Clint Eastwood (“L’Echange”) et Steven Soderbergh (“Che”) arrivent bientôt à Cannes et font figure de favoris logiques de la compétition. Mais, attention aux outsiders! Et surtout aux outsiders belges. Les frères Dardenne ont déjà remporté deux palmes d’or. “Le Silence de Lorna”, présenté aujourd’hui, pourrait bien être la troisième.

Son regard noir et volontaire, son énergie butée, témoignent de ses capacités de résistance. Elle va en avoir besoin… Elle s’appelle Lorna. C’est une fille d’aujourd’hui, vivant quelque part en Belgique. On la suit d’un guichet de banque (où elle dépose quelques dizaines d’euros), à un centre de téléphonie (où elle appelle fébrilement son petit ami).

Sa course obstinée l’entraîne ensuite vers un pressing (où elle bosse pour pas grand chose), puis à son domicile (où elle cohabite avec son époux Claudy, un junkie en manque de tout et surtout d’amour). Lorna doit toujours cavaler plus vite, sinon, c’est la chute.
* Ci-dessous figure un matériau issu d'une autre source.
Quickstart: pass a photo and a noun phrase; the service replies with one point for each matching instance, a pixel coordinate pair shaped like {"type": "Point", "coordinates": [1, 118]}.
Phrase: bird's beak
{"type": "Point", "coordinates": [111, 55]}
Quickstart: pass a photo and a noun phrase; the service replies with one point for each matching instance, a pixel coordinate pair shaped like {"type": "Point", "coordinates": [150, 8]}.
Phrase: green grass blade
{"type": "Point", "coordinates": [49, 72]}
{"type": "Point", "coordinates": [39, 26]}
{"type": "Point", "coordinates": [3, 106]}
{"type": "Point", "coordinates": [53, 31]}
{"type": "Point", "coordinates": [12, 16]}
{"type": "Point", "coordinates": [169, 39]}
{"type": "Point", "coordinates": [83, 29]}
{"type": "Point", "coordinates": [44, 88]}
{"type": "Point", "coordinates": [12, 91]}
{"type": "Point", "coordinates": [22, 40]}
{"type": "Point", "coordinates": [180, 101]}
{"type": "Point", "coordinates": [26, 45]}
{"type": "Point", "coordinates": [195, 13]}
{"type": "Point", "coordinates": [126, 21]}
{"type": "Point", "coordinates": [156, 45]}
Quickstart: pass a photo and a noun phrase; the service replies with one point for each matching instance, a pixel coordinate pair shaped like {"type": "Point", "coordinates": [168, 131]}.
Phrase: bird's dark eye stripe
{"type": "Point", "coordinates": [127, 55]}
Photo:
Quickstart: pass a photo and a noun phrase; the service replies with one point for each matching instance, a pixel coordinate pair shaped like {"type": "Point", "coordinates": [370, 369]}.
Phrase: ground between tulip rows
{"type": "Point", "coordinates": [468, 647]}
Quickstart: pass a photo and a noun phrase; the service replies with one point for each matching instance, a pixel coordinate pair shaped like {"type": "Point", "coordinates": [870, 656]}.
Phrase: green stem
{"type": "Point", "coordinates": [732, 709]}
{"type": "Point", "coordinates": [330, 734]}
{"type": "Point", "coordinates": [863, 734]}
Lorna, la petite Albanaise, est rentrée dans une combine louche

Bientôt, on comprend dans quel piège s’est enfermée cette héroïne qui n’a rien d’héroïque. Pour obtenir la nationalité belge, ce sésame, Lorna, la petite Albanaise, est rentrée dans une combine louche. Son complice: un malfrat, chauffeur de taxi de profession, faisant son beurre de la misère ambiante.

Le mariage avec Claudy n’a servi qu’à obtenir des papiers en règle, histoire de convoler prochainement en secondes noces avec un mafieux russe prêt à payer cher, très cher, pour à son tour devenir Belge. Mais que faire de Claudy? Divorcer? Trop long. L’éliminer? Pourquoi pas. Que vaut la vie d’une épave en sursis quand il s’agit de faire tourner l’économie clandestine? Et quels sont les rouages de cette dernière dans un univers si libéral qu’il justifie tout et n’importe quoi?
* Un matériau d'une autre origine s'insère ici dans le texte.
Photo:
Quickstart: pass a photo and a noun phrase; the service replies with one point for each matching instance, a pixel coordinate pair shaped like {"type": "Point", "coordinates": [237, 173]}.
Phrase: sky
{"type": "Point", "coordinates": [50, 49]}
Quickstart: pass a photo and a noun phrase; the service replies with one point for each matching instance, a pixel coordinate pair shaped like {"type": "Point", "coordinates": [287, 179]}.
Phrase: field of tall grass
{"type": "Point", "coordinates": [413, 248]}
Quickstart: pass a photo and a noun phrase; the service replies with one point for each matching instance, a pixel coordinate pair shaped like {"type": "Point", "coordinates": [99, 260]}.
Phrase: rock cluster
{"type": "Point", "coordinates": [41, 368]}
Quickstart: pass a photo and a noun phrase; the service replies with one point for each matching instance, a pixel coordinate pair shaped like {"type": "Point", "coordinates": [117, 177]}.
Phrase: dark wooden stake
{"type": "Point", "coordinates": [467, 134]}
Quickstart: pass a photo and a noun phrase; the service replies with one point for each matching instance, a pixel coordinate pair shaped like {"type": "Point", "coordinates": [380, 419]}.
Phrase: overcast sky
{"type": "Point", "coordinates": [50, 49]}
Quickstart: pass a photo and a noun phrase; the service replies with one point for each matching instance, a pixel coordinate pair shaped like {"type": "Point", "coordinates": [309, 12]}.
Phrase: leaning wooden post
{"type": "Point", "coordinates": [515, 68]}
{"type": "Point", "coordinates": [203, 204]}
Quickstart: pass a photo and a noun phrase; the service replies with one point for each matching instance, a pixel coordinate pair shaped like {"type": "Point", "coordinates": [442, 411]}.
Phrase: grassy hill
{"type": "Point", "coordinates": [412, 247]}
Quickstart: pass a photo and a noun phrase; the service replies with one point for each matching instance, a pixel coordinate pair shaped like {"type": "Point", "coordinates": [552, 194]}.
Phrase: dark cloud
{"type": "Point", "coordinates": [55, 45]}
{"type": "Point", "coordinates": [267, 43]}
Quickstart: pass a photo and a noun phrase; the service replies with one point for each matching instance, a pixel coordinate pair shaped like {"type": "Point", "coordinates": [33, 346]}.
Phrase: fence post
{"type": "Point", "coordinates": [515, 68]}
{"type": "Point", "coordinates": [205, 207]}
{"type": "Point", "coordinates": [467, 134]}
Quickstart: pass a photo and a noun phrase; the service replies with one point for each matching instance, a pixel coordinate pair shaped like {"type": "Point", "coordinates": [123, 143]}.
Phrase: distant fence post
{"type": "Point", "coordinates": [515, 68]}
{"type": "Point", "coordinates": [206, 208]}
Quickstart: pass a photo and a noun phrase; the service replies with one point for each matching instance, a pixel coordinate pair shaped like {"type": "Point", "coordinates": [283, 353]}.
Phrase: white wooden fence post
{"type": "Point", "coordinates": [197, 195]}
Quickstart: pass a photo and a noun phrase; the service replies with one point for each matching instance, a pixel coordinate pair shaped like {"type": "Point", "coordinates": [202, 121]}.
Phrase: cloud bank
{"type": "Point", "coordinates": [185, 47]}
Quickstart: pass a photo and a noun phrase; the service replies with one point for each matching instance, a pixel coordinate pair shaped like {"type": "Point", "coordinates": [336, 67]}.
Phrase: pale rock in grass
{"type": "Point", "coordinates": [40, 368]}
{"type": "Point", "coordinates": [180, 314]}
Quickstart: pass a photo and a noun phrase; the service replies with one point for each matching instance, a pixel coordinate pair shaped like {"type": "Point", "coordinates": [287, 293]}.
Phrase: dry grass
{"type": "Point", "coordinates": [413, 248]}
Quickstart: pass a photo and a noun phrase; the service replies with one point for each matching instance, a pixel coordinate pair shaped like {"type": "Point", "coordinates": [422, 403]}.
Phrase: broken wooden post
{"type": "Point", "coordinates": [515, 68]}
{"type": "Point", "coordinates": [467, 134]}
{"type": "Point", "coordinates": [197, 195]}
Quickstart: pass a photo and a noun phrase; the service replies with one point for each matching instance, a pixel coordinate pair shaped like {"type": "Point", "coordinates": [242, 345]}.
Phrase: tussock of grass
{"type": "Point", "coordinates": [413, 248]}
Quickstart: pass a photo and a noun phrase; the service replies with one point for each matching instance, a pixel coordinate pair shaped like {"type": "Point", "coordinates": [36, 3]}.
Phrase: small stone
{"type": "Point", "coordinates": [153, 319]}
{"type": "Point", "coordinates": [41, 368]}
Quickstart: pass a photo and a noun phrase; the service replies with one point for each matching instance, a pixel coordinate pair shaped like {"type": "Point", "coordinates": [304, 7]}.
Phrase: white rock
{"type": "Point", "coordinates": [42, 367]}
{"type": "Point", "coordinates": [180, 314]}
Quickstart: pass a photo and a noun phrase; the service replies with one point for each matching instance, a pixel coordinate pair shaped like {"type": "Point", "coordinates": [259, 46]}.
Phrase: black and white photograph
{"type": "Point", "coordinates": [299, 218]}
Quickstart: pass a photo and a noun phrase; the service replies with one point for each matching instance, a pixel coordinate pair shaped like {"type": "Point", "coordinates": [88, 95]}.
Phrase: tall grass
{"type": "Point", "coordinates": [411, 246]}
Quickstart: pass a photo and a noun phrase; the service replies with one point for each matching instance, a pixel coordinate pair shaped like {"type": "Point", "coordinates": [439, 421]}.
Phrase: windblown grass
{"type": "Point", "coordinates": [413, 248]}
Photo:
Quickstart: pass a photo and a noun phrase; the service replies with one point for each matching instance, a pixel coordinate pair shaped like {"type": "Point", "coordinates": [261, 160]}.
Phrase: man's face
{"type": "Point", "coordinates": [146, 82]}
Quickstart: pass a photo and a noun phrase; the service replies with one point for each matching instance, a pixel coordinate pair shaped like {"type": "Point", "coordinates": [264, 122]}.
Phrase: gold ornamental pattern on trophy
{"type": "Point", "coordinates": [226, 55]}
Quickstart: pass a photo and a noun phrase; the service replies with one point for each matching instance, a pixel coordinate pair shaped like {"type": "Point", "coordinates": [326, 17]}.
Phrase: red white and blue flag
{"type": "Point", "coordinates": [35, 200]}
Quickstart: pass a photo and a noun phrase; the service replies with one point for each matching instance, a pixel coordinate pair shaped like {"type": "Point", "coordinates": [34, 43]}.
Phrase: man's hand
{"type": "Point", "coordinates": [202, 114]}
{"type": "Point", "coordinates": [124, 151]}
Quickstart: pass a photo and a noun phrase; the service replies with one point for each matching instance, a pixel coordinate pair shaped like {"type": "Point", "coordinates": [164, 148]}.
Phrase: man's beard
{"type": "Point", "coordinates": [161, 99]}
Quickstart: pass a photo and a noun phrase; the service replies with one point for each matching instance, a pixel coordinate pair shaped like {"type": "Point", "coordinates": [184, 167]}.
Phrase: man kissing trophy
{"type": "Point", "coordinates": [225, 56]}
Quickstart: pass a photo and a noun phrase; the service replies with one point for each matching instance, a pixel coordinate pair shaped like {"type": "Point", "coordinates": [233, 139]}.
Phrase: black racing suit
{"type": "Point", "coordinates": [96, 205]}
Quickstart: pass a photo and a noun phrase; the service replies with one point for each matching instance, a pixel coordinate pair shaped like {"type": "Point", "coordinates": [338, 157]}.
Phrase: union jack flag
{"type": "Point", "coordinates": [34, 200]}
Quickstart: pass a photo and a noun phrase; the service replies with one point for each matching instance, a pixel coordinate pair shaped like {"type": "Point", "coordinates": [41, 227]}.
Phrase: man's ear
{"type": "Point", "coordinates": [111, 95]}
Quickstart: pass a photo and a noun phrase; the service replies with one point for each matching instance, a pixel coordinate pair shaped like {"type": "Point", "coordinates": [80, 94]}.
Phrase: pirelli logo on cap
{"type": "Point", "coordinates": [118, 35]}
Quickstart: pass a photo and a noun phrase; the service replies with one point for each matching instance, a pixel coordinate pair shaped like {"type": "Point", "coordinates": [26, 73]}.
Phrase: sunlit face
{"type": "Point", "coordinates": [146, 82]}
Les frères Dardenne sont des cinéastes obstinés. Depuis “La Promesse” (1996), ils filment des histoires simples et désolantes qui, sans un gramme de pathos, enregistrent la réalité de l’époque dans ses aspects les moins reluisants. Leur premier sacre cannois en 1999 (“Rosetta”), puis le second en 2005 (“L’Enfant”) n’ont pas calmé leurs ardeurs, leur exigence.
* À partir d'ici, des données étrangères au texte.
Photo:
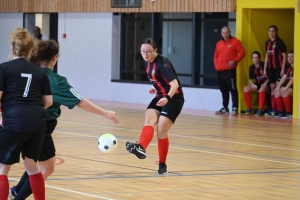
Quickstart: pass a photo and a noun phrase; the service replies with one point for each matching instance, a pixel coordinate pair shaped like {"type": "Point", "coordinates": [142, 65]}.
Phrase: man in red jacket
{"type": "Point", "coordinates": [229, 51]}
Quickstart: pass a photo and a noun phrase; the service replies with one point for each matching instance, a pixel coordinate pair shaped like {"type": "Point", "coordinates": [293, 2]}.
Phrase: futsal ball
{"type": "Point", "coordinates": [107, 143]}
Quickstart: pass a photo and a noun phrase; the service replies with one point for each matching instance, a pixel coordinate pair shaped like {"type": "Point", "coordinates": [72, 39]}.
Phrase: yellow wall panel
{"type": "Point", "coordinates": [252, 22]}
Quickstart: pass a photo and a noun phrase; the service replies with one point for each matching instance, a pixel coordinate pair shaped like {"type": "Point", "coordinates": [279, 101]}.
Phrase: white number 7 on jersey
{"type": "Point", "coordinates": [29, 77]}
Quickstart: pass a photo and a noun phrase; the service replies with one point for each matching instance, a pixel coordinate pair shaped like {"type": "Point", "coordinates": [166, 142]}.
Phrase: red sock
{"type": "Point", "coordinates": [4, 185]}
{"type": "Point", "coordinates": [279, 104]}
{"type": "Point", "coordinates": [274, 107]}
{"type": "Point", "coordinates": [247, 97]}
{"type": "Point", "coordinates": [261, 100]}
{"type": "Point", "coordinates": [288, 104]}
{"type": "Point", "coordinates": [163, 148]}
{"type": "Point", "coordinates": [146, 136]}
{"type": "Point", "coordinates": [37, 184]}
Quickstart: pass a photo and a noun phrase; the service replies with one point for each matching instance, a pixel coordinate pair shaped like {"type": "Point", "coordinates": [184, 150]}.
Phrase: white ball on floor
{"type": "Point", "coordinates": [107, 143]}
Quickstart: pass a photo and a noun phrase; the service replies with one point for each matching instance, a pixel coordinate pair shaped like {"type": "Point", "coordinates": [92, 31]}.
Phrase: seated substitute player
{"type": "Point", "coordinates": [63, 94]}
{"type": "Point", "coordinates": [260, 85]}
{"type": "Point", "coordinates": [24, 94]}
{"type": "Point", "coordinates": [284, 90]}
{"type": "Point", "coordinates": [163, 109]}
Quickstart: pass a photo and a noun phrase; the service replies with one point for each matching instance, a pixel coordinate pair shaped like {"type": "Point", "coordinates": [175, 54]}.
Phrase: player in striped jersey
{"type": "Point", "coordinates": [163, 109]}
{"type": "Point", "coordinates": [63, 94]}
{"type": "Point", "coordinates": [275, 61]}
{"type": "Point", "coordinates": [260, 85]}
{"type": "Point", "coordinates": [284, 90]}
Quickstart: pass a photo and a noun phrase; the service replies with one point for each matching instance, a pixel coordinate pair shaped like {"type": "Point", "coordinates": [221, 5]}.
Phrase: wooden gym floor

Arta Dobroshi, parfaite inconnue, habite chaque plan du film

“Le Silence de Lorna” est un nouveau coup de maître qui confirme l’absolue nécessité des frères dans le cinéma contemporain. Un film d’une rigueur et d’une intransigeance rares. Dans un style qui n’appartient qu’à eux -alliance de réalisme brut et de construction exemplaire-, les Dardenne suivent leur héroïne, contrainte par les contingences de céder à l’abjection, avant, peut-être, de résister avec les moyens du bord, qui sont faibles.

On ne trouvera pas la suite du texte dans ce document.